I’ve been cyber-acquainted with Nicole of the MangiaVita blog for only a few weeks, but she was in my appreciative thoughts this week as I enjoyed a wonderful dinner.

It wasn’t any of her articles about new food trends or her recipes that made the difference: it was a photograph. A photograph of a salad. A photograph that reminded me how much I too love a good salad – and how negligent I’ve been lately by failing to make myself one.

The simple reason is that it’s a time-consuming act that wouldn’t benefit anyone in my family except for me. Although my husband and son would say they love salad, their idea of a good one is a heap of romaine or butter lettuce doused with a potent vinegar (which my 11-year-old will happily finish off with a spoon when the lettuce is gone from his bowl). It’s easy, so that’s what I tend to make for a salad course. I’m the only one in my family who appreciates chunks of grape tomato, chevre crumbles, avocado slices, little pea sprouts, peppery leaves of arugula, laced with a creamy well-spiced dressing. And each of those ingredients takes time to prepare, so I almost never do it. Instead I focus on the nutritious parts of the meal that everyone else likes: lean protein, steamed vegetables, whole wheat rolls.
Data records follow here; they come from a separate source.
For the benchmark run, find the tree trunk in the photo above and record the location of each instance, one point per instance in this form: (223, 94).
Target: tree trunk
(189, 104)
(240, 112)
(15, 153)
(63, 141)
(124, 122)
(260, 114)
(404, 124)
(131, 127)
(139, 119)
But after seeing Nicole’s salad photo, I felt deprived. And it wasn’t just that I wanted a good salad. As always, food is metaphor: realizing how long it had been since I’d taken the time to make myself a great salad convinced me that I was focusing too hard on the needs of my family and not enough on my own. This wasn’t exactly a “secure your own oxygen mask before assisting others” situation; it wasn’t like I hadn’t been eating at all. I just hadn’t been eating what I most wanted at dinnertime. I’d been eating what everyone else wanted.

And it happened I was due for a visit to Whole Foods anyway. So I took my time and bought all those salad ingredients I wanted. I even bought dried cranberries and whole pecans. When I got home, I roasted garlic cloves, let them cool, and blended a dressing of roasted garlic, honey, Dijon, apple vinegar and olive oil. I tossed the pecans with a very small amount of garlic oil left from the garlic-roasting dish plus sea salt crystals, black pepper and sugar crystals (the kind bakers dust muffins with), and then I toasted the pecans for ten minutes. I crumbled the chevre and put it in the oven to soften. I washed and spun the arugula.

In the end, I had my salad – and my hard-won sense of self-indulgence. And the best part was that there was still enough of each ingredient to make myself the same thing the next night. And the next.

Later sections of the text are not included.